Lawmakers will on Saturday debate emergency legislation that would give the business secretary, Jonathan Reynolds, the power to keep the S****horpe British Steel site running as the government tries to find a buyer to co-invest in the steelmaker.
Why is the name censored? Omg it is censoring the cunt inside Scunthorpe
Amazing, it’s literally called the Scunthorpe problem too!
Even more relevant now that AI bots are a thing and are subject to puritanical advertiser-friendly American sensibilities.
I reposted this to see why. It seems like it is OPs instance doing the filter, mine retains the original text.
Interesting. @mc900ftJesus@lemy.lol, any idea why it would do that?
It wasn’t my instance, I was pulling an elaborate ruse after seeing what town it was.
Shitty insurance ran by puritans, probably
I never made it past flailing. Sounds kinda dangerous.

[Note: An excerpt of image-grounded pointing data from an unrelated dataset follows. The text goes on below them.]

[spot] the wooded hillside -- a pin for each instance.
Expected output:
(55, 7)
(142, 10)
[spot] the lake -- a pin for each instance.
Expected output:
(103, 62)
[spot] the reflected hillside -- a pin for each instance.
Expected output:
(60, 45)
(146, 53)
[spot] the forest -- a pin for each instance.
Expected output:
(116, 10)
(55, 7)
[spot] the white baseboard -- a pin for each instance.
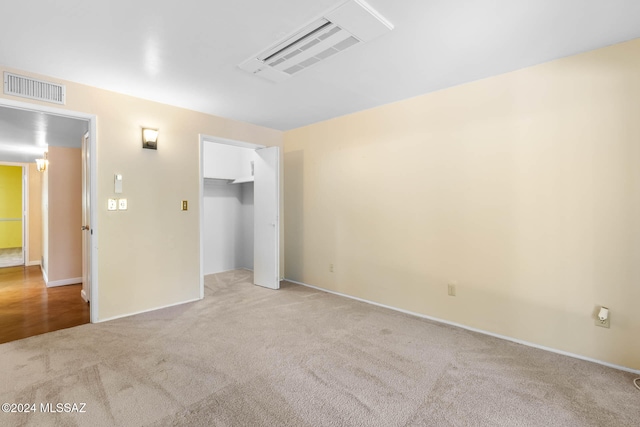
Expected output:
(120, 316)
(63, 282)
(504, 337)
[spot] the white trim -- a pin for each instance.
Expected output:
(201, 210)
(25, 213)
(92, 119)
(120, 316)
(44, 275)
(234, 142)
(469, 328)
(64, 282)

UK government go “brrrrr” to bail out failing, Chinese owned, massively polluting steel co.
Massively failing, hugely polluting UK water companies, pumping shit into our waterways, UK government go “… Let the market sort it out”.

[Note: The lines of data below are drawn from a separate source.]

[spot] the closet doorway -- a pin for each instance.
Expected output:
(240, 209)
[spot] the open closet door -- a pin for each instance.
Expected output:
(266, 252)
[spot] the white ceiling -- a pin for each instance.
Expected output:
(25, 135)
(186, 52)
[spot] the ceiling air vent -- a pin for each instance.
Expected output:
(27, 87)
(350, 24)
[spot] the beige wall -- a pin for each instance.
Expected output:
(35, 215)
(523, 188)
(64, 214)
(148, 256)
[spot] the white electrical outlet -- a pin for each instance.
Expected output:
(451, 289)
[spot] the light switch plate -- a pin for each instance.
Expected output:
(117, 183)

The entire system is fucked.
The current situation is slightly more nuanced than that. The Chinese owners want to shut down the blast furnaces at the site, possibly as early as next week. Once the furnaces are shut down they cannot be restarted, so that would be the end of the site as a steel production factory, and it’s the only one the UK has that can process iron ore, so it’s considered critical.
The government’s long term plan is to take the site into public ownership, then try to find private sector interest to take on part of it, but short term just to keep it alive long enough to be able to keep it running, with the happy side effect that a large number of jobs are not lost.
None of this is to say the situation with with the water companies is acceptable. Frankly they should already be publicly owned.
Odd wording from Politico, why would they say “plots” as though it were some sinister Machiavellian scheme?